(Bloomberg) -- The Bank of England said U.K. inflation will spike higher than expected above 4%, as officials reckoned on the need for some “modest tightening” in due course to keep price growth under control.
Michael Saunders was concerned enough to vote for stimulus to wind down as soon as possible. That stance was overruled by the rest of the eight-member Monetary Policy Committee, who judged that higher inflation will be mostly transitory, though they flagged the need to take their foot off the stimulus pedal to meet their 2% inflation target “in the medium term.”
“The economy is projected to experience a more pronounced period of above-target inflation in the near term than expected in the May Report,” officials said in a statement. “Some modest tightening of monetary policy over the forecast period is likely to be necessary.”
Officials led by Andrew Bailey also gave more clues about their approach to removing stimulus when the time comes, saying that they will start to unwind their 875 billion-pound ($1.2 trillion) quantitative easing program when the interest rate reaches 0.5%, much lower than previously signaled.
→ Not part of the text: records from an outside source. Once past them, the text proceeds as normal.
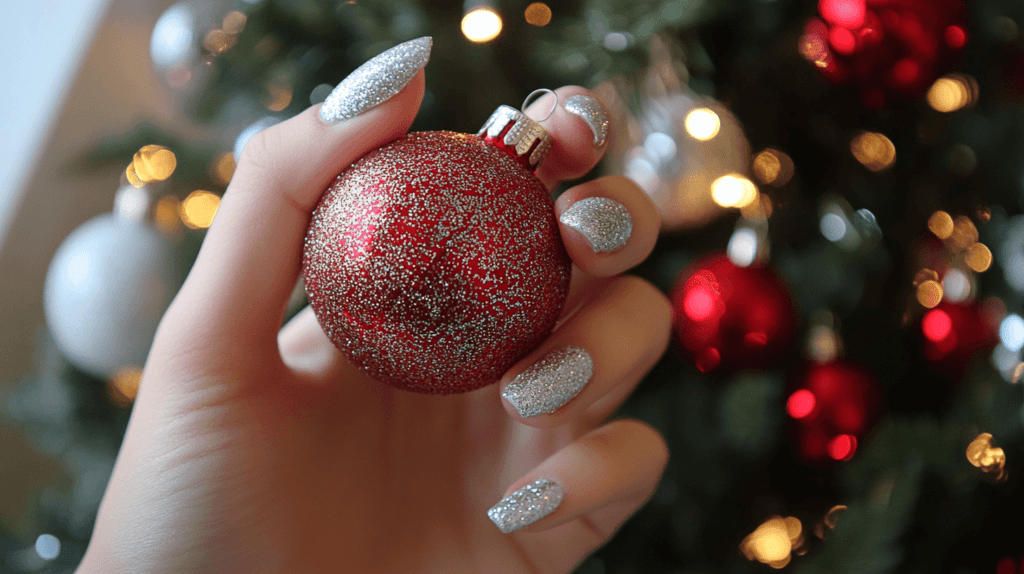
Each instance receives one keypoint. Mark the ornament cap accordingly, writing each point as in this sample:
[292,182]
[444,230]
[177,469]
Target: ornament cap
[516,134]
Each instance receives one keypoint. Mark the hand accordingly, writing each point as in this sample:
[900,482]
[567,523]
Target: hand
[258,449]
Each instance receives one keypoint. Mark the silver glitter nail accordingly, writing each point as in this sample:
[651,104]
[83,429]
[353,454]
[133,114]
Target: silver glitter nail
[592,113]
[551,382]
[605,223]
[376,81]
[526,505]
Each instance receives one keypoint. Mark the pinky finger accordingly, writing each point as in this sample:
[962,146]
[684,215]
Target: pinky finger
[590,487]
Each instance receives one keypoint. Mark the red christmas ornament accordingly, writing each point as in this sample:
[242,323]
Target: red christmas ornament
[953,333]
[435,262]
[888,48]
[732,316]
[835,405]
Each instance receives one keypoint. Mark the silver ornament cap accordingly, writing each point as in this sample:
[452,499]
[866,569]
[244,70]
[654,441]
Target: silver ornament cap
[516,134]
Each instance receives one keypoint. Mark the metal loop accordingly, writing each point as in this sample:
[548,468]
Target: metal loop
[541,91]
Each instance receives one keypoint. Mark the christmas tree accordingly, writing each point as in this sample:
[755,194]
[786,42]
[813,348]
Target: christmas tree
[842,241]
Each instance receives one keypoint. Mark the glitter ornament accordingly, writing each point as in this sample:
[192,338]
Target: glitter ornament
[834,405]
[729,316]
[435,263]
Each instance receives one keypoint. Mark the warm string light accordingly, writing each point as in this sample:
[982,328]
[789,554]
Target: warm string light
[199,209]
[124,386]
[702,124]
[775,541]
[151,163]
[873,150]
[733,190]
[991,459]
[538,13]
[481,25]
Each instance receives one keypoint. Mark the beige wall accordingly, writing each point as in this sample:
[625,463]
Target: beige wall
[114,91]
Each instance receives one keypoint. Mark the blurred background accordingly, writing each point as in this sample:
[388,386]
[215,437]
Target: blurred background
[841,184]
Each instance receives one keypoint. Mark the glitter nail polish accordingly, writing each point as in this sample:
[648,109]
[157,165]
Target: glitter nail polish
[376,81]
[605,224]
[526,505]
[551,382]
[592,113]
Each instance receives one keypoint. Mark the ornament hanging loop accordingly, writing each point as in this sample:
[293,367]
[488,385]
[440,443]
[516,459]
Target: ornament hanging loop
[541,91]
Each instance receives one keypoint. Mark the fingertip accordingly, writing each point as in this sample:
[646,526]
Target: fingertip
[576,142]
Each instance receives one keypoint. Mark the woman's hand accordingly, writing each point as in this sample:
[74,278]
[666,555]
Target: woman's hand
[253,448]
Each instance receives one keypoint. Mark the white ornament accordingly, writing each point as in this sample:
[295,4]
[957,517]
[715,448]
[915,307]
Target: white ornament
[105,291]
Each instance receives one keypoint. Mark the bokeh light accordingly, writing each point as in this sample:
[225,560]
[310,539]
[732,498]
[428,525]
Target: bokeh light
[950,93]
[965,233]
[1012,332]
[481,25]
[929,293]
[873,150]
[151,163]
[733,190]
[47,546]
[978,257]
[941,223]
[124,386]
[743,247]
[936,325]
[991,459]
[773,168]
[955,285]
[801,404]
[774,541]
[701,124]
[538,13]
[199,209]
[842,447]
[846,13]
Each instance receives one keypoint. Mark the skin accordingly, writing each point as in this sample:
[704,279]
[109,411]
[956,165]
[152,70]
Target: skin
[255,448]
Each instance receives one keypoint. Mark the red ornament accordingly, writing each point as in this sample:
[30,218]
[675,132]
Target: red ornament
[953,333]
[888,48]
[834,406]
[435,262]
[729,315]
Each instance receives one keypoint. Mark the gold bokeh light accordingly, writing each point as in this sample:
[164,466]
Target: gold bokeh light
[991,459]
[124,386]
[733,190]
[941,223]
[701,124]
[965,233]
[538,13]
[930,294]
[481,25]
[774,541]
[199,209]
[873,150]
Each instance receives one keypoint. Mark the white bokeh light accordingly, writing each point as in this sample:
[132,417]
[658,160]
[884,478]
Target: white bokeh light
[1012,333]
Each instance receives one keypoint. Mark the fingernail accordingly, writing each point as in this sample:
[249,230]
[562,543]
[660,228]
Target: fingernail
[604,223]
[551,382]
[526,505]
[376,81]
[592,113]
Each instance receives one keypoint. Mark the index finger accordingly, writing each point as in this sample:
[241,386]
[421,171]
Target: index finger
[578,127]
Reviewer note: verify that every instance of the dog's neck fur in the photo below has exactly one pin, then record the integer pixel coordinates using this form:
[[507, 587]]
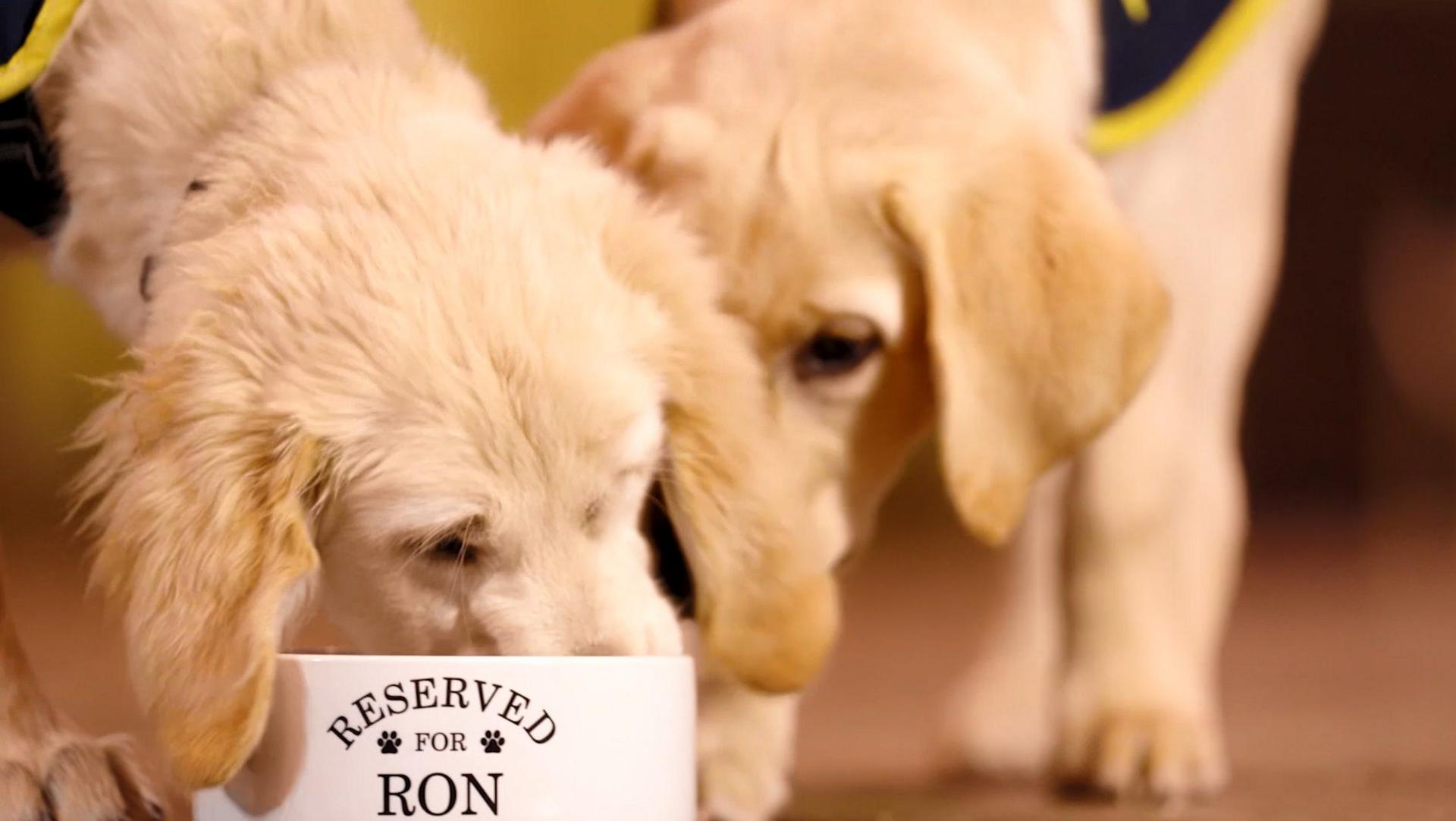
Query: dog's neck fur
[[143, 95]]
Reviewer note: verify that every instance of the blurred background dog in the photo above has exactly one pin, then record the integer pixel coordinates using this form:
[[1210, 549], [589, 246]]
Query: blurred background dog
[[1340, 660]]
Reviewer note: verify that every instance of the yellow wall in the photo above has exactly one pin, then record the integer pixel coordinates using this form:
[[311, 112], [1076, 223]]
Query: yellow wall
[[525, 50]]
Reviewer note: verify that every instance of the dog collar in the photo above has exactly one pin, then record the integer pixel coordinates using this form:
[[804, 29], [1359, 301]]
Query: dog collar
[[1158, 58], [31, 187]]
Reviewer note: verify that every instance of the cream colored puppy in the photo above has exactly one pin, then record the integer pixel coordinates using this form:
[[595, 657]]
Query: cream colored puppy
[[919, 237], [388, 353]]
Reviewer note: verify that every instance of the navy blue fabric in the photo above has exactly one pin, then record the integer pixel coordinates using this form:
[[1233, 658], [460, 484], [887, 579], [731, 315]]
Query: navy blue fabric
[[17, 17], [31, 188], [1138, 57]]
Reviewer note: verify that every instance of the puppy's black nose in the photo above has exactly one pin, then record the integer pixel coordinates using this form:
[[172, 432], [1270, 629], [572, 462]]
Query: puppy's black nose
[[672, 564]]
U.K. 10-year bond yields were little changed at 0.51% after the decision, erasing an earlier one-basis-point increase.
A spike in inflation in the wake of the pandemic has increased the focus on the prospects for tighter policy from central banks around the world, although most insist the jump is temporary. While the BOE does too, its assessment of the peak has increased considerably from the previous level of above 3% predicted in May.
The BOE’s stance still chimes with a global hawkish shift. In New Zealand for example, officials drew an abrupt end to their own quantitative easing program in July, and might even raise rates this month. Meanwhile on Wednesday, U.S. Federal Reserve Vice Chairman Richard Clarida said the central bank is on course to start paring bond purchases later this year before lifting interest rates in 2023.